Six plays into the ensuing Blue Devil possession, the Tar Heels strip-sacked Duke quarterback Gunnar Holmberg, returned it 63 yards the other way to take a 14-0 lead, and that was that. The Blue Devils never came within two scores of their Tobacco Road rivals, with North Carolina eventually coming out on top 38-7 Saturday to keep the Victory Bell for a third consecutive season.

“Obviously, I think everybody in that locker room is disappointed and anybody that's a Duke fan and Duke football fan, certainly there's a lot of disappointment,” head coach David Cutcliffe said.

Cutcliffe’s right—the Blue Devils should be able to truly compete with the Tar Heels year in and year out, and this kind of a loss to your rival is in no way acceptable for the program. However, that doesn’t mean there weren’t positive aspects of Saturday’s contest.

Up until the opening 75-yard score, Duke had limited North Carolina to just 45 yards of total offense on 13 plays.
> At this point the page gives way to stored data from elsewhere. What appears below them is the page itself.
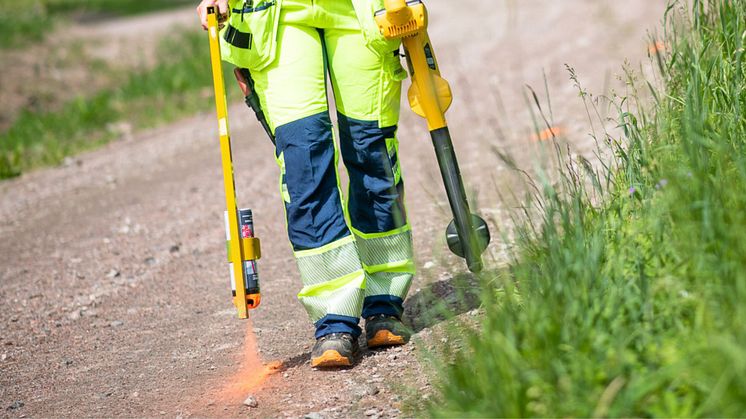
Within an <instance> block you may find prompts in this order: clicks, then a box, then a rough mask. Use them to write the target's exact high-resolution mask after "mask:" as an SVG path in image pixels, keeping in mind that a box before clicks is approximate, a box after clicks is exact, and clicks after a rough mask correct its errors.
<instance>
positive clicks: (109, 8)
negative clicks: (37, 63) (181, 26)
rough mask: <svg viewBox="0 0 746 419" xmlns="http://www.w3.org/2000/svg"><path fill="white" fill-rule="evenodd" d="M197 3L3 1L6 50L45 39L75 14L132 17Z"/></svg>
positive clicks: (186, 0)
In the third quarter, the Blue Devils held the Tar Heels to nine yards of total offense on 14 plays, an impressive defensive effort that kept Duke within striking distance throughout the second half.
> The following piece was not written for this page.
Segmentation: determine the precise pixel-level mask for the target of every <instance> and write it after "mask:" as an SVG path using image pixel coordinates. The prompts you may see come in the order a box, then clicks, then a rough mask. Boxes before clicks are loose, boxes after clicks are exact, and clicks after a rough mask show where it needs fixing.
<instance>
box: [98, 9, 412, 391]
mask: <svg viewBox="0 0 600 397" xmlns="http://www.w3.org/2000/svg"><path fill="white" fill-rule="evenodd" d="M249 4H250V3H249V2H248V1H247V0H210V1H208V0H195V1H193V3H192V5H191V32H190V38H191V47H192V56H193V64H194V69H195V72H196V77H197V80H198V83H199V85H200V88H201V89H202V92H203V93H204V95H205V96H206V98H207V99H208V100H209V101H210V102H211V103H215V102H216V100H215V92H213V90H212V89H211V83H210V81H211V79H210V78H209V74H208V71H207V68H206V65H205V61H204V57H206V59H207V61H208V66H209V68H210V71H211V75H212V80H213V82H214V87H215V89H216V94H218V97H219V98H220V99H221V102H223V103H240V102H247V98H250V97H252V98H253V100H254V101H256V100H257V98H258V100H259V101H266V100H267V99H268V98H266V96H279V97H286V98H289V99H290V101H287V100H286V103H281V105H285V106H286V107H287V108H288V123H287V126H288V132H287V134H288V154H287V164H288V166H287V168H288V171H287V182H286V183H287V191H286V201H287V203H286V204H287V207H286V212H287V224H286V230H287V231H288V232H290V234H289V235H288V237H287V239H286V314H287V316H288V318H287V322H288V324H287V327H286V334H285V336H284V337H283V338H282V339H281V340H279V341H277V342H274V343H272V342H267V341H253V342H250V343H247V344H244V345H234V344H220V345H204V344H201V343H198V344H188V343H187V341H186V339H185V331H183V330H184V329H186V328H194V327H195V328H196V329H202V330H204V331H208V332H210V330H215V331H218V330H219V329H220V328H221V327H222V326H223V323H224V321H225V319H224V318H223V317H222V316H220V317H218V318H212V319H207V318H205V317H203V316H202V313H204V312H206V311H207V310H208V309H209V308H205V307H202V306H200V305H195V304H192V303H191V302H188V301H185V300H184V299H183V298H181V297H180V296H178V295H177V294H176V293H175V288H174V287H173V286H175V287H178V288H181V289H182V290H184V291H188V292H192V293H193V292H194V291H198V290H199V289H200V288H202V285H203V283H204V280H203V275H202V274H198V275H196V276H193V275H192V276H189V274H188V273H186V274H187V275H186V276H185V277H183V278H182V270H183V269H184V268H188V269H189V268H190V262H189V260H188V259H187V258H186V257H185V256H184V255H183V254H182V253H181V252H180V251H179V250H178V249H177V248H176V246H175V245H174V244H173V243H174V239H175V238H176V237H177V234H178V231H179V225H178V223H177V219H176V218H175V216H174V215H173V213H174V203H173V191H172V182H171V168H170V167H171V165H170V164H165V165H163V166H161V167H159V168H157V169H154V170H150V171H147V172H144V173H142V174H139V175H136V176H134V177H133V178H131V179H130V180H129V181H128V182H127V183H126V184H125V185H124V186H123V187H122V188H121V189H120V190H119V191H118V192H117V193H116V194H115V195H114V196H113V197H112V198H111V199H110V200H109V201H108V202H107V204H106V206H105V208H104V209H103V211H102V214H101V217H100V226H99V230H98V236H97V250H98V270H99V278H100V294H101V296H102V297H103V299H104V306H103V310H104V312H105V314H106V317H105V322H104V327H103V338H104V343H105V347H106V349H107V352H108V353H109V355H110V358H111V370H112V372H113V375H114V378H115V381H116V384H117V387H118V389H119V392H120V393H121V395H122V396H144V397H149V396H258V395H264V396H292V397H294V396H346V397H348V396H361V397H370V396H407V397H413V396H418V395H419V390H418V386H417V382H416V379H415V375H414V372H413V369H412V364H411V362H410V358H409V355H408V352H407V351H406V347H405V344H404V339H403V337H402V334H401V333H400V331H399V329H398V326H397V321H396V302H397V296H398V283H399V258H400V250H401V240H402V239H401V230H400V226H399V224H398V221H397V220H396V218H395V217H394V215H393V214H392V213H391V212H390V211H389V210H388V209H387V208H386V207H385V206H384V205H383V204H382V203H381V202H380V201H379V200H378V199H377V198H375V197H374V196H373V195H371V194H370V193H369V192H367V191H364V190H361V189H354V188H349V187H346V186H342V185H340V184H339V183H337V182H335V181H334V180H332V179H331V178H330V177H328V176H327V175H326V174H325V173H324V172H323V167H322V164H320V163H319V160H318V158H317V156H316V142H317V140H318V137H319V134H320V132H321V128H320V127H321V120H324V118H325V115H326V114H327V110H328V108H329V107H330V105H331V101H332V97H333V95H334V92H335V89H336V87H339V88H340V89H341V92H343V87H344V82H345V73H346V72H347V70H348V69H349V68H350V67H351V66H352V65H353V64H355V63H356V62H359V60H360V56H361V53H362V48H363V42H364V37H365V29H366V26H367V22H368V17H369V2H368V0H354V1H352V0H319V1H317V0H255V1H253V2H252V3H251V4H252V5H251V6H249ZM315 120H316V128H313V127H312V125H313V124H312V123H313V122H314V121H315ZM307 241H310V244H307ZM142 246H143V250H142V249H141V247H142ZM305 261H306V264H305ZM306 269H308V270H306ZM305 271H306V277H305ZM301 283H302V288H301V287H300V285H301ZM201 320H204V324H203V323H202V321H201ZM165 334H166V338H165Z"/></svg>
But similarly to the two-score sequence earlier in the contest, North Carolina soon found the end zone, with a Chandler 14-yard run and a 63-yard connection between Howell and star receiver Josh Downs in the fourth quarter clinching the Tar Heel win. Still, it was easy to tell the difference between this year’s rivalry matchup and last year’s embarrassment in Durham, when the Blue Devils seemingly gave up halfway through. 

This time around, Duke showed for certain stretches that it belonged on the same field as North Carolina. Those stretches eventually ended, and the Tar Heels’ talent won out, but it was certainly a step up from the 2020 campaign.
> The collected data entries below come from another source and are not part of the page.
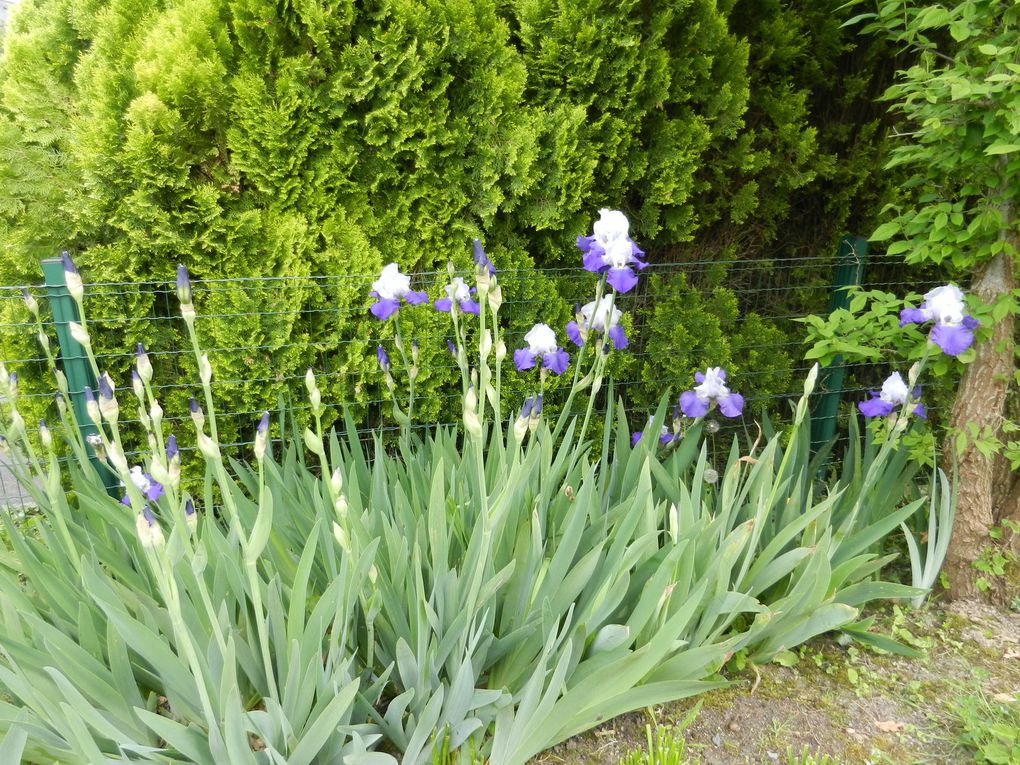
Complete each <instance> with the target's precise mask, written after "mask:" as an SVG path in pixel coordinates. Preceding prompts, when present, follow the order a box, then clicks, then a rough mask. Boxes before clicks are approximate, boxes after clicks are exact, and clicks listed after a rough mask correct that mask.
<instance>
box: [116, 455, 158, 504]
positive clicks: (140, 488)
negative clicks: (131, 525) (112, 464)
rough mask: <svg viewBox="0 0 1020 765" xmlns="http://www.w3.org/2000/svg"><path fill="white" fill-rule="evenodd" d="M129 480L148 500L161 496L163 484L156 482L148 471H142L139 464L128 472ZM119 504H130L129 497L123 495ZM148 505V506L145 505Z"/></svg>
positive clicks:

“A year ago things got really hard,” Cutcliffe said. “It was just an outlier, 100 percent of an outlier year. Our guys are locked in. I think they understand the importance of taking it one week at a time, literally one day at a time. This team has bought into improvement, they've bought into Tuesday being every bit as important as actually Saturday.”

At the same time, though, struggling to perform consistently across the entire 60 minutes is quickly becoming a theme for this year’s Duke team. Even the Blue Devils’ wins this season have often looked like a tale of two halves. Against Northwestern, Duke went into halftime ahead 30-7 before being outscored 16-0 across the final 30 minutes. And against Kansas, the Blue Devils trailed 24-21 at the break before pulling away down the stretch.

Duke can get away with competing for half the game against the Northwesterns (at least this year’s version) and Kansases (every year) of the world, but that’s simply not going to cut it if it wants to return to being a contender in the ACC.

“Consistency,” captain DeWayne Carter said of what the Blue Devil defense needs to do to prevent big plays. “Because the good teams, they can play defense, like you said, for 30 minutes. But the great teams do every little thing right, everything correct.”

The Blue Devils will get their first chance at doing exactly that next Saturday against a Georgia Tech squad that dominated North Carolina last Saturday but fell on the losing end of a blowout loss to Pittsburgh this past weekend.

“You do learn from these circumstances—you better learn when you lose, because there's nothing else good about it,” Cutcliffe said. “But at the same time, I shouldn't say nothing else, because you get better. When you play the game of football, you have a chance to get better every time you go out there and play, and I expect us to be a much better football team tomorrow and Tuesday and Wednesday, headed toward next Saturday.”